M. Psychiatre : Vous avez travaillé à des horaires différents ? 

Infirmière : Oui, cette année, là, plusieurs fois. 

M. Psychiatre : Comment vous avez fait pour venir travailler ?

Infirmière : Eh bien, mon mari m'a conduite. 

M. Psychiatre : Je ne savais pas. 

Infirmière (au surveillant-chef) : C'est vrai ou ce n'est pas vrai ? 

Surveillant-chef : Oui. 

Infirmière : Bon. 

Surveillant-chef : Oui, mais quand on vous a fait rendre vos nuits on ne vous les a pas fait rendre ensemble, soit l'un, soit l'autre. 

M. Psychiatre : C'est pas des horaires différents. 

Surveillant-chef : On a pris sur un repos. 

Infirmière : Maintenant, une autre chose que je voulais vous dire par rapport à ma lettre, c'est que moi, personnellement, dans mon état d'esprit, je n'ai pas du tout eu l'intention de vous insulter ni d'insulter qui que ce soit. Quant à l'état d'esprit dans lequel je l'ai écrite, je pense que, on peut la reprendre, je ne pense pas avoir émis de jugement de valeur par rapport à quiconque ici. 

M. Psychiatre : Moi je l'ai prise comme ça, mais je ne dis pas que vous avez voulu le faire. 

Infirmière : O.K. 

M. Psychiatre : Mais c'est vrai que je l'ai prise comme ça. En tant que responsable du service si vous voulez. 

Surveillant-chef : Ce que dit M. Psychiatre aussi, c'est la forme, envoyer ça au directeur sans que lui en soit au moins informé.
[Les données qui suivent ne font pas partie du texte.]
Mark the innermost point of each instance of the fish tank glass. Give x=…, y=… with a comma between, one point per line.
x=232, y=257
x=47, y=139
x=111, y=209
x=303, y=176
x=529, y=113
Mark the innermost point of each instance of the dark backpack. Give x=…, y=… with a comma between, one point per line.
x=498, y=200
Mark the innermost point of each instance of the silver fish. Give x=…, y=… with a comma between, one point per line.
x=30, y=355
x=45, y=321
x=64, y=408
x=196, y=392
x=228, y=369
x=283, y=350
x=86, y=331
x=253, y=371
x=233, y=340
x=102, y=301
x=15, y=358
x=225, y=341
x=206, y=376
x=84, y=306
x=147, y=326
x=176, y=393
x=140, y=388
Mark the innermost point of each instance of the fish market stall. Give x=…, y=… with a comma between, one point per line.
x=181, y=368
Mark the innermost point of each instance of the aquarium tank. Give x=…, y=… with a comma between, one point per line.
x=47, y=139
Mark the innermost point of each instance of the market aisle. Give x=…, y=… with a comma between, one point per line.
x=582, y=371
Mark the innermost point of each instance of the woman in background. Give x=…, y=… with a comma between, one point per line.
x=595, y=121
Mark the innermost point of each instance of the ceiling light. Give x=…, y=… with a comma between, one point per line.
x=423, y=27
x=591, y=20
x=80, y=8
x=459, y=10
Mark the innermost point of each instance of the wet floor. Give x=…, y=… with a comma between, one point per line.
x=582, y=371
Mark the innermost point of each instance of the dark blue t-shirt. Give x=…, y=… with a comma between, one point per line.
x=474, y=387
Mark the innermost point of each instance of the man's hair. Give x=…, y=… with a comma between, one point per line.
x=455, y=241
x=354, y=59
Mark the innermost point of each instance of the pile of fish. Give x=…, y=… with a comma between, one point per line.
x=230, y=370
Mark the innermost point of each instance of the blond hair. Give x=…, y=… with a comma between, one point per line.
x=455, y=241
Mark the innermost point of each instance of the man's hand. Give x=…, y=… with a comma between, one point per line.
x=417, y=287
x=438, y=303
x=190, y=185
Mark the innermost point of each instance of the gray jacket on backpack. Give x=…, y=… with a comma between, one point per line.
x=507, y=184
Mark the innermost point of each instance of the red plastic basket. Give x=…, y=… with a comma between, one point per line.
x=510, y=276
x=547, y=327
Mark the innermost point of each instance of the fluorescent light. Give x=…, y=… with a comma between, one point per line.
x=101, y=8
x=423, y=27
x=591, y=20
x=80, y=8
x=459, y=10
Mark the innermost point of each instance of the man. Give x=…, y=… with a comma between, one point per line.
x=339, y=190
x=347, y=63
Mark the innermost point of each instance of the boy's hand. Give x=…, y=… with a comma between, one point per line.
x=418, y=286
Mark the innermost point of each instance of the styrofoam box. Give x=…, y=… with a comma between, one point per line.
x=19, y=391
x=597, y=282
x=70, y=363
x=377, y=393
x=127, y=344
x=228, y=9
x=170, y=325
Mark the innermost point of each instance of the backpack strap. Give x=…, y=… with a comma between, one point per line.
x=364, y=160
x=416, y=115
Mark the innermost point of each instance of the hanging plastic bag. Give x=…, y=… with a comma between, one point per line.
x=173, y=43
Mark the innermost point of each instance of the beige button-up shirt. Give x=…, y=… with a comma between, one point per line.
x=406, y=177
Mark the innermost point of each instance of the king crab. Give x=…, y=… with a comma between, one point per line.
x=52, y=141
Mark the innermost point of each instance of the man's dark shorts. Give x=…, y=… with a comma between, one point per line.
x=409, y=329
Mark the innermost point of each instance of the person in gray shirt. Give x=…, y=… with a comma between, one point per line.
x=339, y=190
 M. Psychiatre : Parce que le directeur l'a eu avant que j'en sois informé effectivement. Elle ne m'était pas adressée, elle était adressée au surveillant-chef et je n'avais pas vu le surveillant-chef avant que je rencontre le directeur et c'est, au niveau de la forme, quelque chose de grave. Je ne vous parle pas du contenu parce que vous avez le droit de penser. Mais bon, c'est mon problème, si moi en tant que responsable du service, je vis ça comme des insultes; c'est mon problème, c'est vrai.

Infirmière : Je pense qu'il faut remettre ça un petit peu dans le contexte. (Au surveillant-chef) : Untel, tu étais arrivé depuis peu de temps à ce moment-là et je me suis dit : "A qui est-ce que je vais l'adresser, cette lettre ?" Et puis j'ai pensé à toi parce que je pensais que tu étais en mesure d'être un bon surveillant-chef; je pensais aussi qu'en tant que surveillant-chef, tu étais le lien entre toute l'équipe et je pensais avoir une relation avec toi où je pouvais te dire ce que je t'ai dit.

 Surveillant-chef : Tu pouvais me le dire, il n'y a pas de problème. Mais dans le même temps, tu l'as quand-même envoyée au directeur.

Infirmière : Pas dans le même temps. Je l'ai adressée un mois environ après. 

M. Psychiatre : Je ne préciserais pas parce que mes souvenirs sont flous. 

Surveillant-chef : Et pourquoi un mois après ? 

Infirmière : Eh bien, parce que je n'avais toujours pas de réponse. 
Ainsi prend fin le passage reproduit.